Astrocytes Drive Divergent Metabolic Gene Expression in Humans and Chimpanzees

Abstract

The human brain utilizes ∼20% of all of the body's metabolic resources, while chimpanzee brains use <10%. Although previous work shows significant differences in metabolic gene expression between the brains of primates, we have yet to fully resolve the contribution of distinct brain cell types. To investigate cell type-specific interspecies differences in brain gene expression, we conducted RNA-seq on neural progenitor cells, neurons, and astrocytes generated from induced pluripotent stem cells from humans and chimpanzees. Interspecies differential expression analyses revealed that twice as many genes exhibit differential expression in astrocytes (12.2% of all genes expressed) than neurons (5.8%). Pathway enrichment analyses determined that astrocytes, rather than neurons, diverged in expression of glucose and lactate transmembrane transport, as well as pyruvate processing and oxidative phosphorylation. These findings suggest that astrocytes may have contributed significantly to the evolution of greater brain glucose metabolism with proximity to humans.

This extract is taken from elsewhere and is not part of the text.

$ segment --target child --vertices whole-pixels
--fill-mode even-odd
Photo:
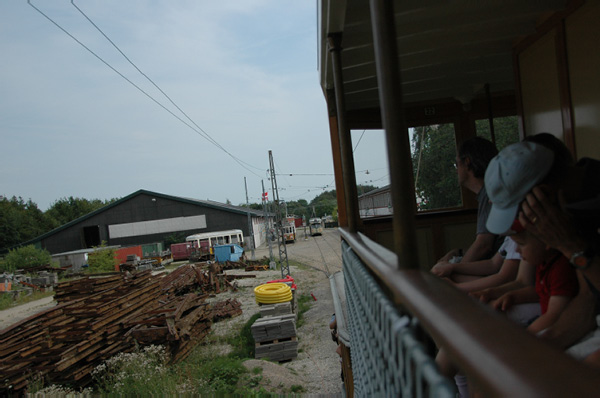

Keywords: astrocytes; brain; evolution; genomics; metabolism; neurons.

Fig. 1.

Patterns of gene expression variation of iPSC-derived neural cells from humans and chimpanzees. a) The differentiation schematic and representative immunofluorescent photos of iPSC-derived NPCs stained with PAX6, astrocytes stained with GFAP, and neurons stained with TUJ1. b) A PCoA of the iPSC-derived NPCs, neurons, and astrocytes transcriptomes. c) A Venn diagram of the overlap in expression across CTs. Further details for samples are included in supplementary table S1, Supplementary Material online.

Fig. 2.

Astrocytes demonstrate the most significant differences in gene expression between human and chimpanzee neural CTs for metabolic but not neuron-specific pathways. a) Counts of genes exhibiting DE at an FDR < 5% between species for each CT and the direction of higher expression for each CT-DE comparison (red/up/positive, higher expression in human; blue/down/negative, higher expression in chimpanzee). b) A Venn diagram of overlap in genes per CT exhibiting DE between species. c) Plot of significantly (q < 0.05) overrepresented (top panel) and underrepresented (bottom panel) KEGG pathways determined by categorical enrichment analyses. Size indicates the count of genes per pathway, while color indicates the adjusted P-value (pink, lower/significant; brown, higher/nonsignificant). d) Plot of significantly overrepresented categories of GO BP terms determined by categorical enrichment analyses. The categories (y axis) represent groupings of multiple GO BP terms related to the metabolism of the indicated substrates/macromolecules. Size indicates the mean count, and color indicates the mean adjusted enrichment P-value for all terms in that category.

Fig. 3.

Humans and chimpanzees differ in metabolite transport and OXPHOS in a neural CT manner. a) Plot of all tested gene sets in the GSEA (full results in supplementary table S5, Supplementary Material online). Separate panels indicate which species “phenotype” the gene set was enriched in. Color indicates the FDR Q-value (FDR < 25% indicates significance in this analysis). Size indicates the log(count) of genes included in the enriched gene set. b) Enrichment plots of significant pathways from GSEA for a subset of panel a. The green line indicates the running enrichment score for each gene in the gene set as the analysis moves down the ranked list of genes. The enrichment score for the gene set is the peak of this curve, and an (*) indicates significantly enriched. The bottom panel is the ranked order of the genes and shows their location within that ranked set of genes. The left side of plot (and red/left portion of ranked order plot below) indicates human enrichment, while the opposite (right/blue) indicates chimpanzee enrichment.

Fig. 4.

Interspecies expression differences of OXPHOS genes is influenced by higher expression of mitochondrial genes in all neural human CTs. CT-DE results of genes per a) GO or b) KEGG OXPHOS gene sets determined as members of the core set of genes influencing significant enrichment of these gene sets in the GSEA analysis. CT-DE rank was calculated per each gene [(sign of logFC) × log10(FDR Q-value)], with values >0 indicating higher expression in human and values <0 indicating higher expression in chimpanzee. Color spectrum and size also indicate rank (red, higher in human; blue, higher in chimpanzee; larger = higher rank).

Fig. 5.

Divergence in pyruvate utilization between species’ astrocytes. We constructed a focal set of aerobic glycolysis signaling pathways in order to contextualize our DE results in the framework of a network signaling. A diagram of the major pathways involved in aerobic glycolysis (glycolysis, PPP, lactate conversion from pyruvate, and TCA cycle). For each enzyme in the pathway, 3 blocks indicate expression of this enzyme in each CT—left to right: NPCs, neurons, and astrocytes. Color indicates the level of expression (higher in human [red], higher in chimpanzee [blue], not expressed in this CT [grey]).